Friday, December 17, 2010

Albéric Bourgeois


Albéric Bourgeois, comic strip artist, columnist, musician and composer, was born 29 November 1876 at Montréal and died 17 November 1962. Bourgeois studied art in Montreal then moved to the United States where he worked as a newspaper illustrator and drew the English-language comic strip “The Education of Annie,” for the Boston Post. He worked on the strip from 1900 to 1903, then went home and was employed by Montreal’s La Patrie, where he worked drawing comic strips from 1903 to 1905.

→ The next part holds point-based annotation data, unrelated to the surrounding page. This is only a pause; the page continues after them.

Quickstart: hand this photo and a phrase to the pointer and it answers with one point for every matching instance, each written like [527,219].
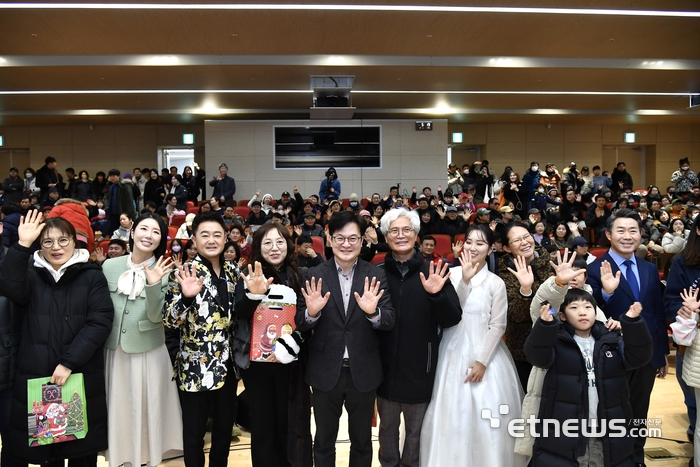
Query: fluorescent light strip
[305,91]
[424,111]
[347,61]
[346,7]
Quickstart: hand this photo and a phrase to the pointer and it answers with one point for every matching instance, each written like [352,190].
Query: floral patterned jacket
[206,323]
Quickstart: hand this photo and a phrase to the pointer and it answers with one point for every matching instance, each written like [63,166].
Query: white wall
[408,156]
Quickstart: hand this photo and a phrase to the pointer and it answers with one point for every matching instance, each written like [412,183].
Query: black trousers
[267,387]
[328,406]
[523,369]
[195,411]
[641,383]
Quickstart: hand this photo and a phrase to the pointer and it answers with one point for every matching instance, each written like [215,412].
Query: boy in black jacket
[586,382]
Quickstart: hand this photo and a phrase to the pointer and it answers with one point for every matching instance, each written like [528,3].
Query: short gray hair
[394,214]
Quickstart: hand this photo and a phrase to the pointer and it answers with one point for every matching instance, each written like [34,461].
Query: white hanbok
[457,430]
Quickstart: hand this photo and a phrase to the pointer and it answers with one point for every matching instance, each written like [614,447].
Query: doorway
[634,158]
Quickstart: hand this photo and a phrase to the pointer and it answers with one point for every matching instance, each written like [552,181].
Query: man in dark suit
[345,302]
[619,279]
[224,186]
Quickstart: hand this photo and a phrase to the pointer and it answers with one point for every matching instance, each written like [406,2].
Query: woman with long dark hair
[144,408]
[561,236]
[279,399]
[190,182]
[67,319]
[523,270]
[82,187]
[685,275]
[99,186]
[475,370]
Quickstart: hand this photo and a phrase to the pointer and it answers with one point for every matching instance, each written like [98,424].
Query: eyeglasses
[267,245]
[406,231]
[48,243]
[525,238]
[352,239]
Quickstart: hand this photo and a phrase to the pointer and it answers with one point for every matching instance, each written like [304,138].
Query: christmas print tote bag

Bourgeois created the series Des aventures de Timothee a la famille Citrouillard (The Adventures of Timothy) in 1904, with word balloons replacing the usual captions of newspaper comics. He drew dozens of other strips for La Patrie, one called Les chroniques de Baptiste et de Catherine, featuring the Quebec everyman, Baptiste. Alberic Bourgeois then joined the daily newspaper La Presse in 1905 and stayed until his retirement in 1954.

He illustrated Les voyages de Ladébauche, published in Montréal: A. & N. Pelletier, (191?) and Joyeux propos de Gros-Jean; petits monologues comiques en prose rime, by Régis Roy (1928). A slim book, Albéric Bourgeois, caricaturist (Montréal-Nord : VLB), was written by Léon-A. Robidoux, with prefaces by Normand Hudon, and Robert LePalme (1978).

*Top Illustration from the Montreal Gazette, 3 March 1942. (And its very hard to find images by Bourgeois these days.)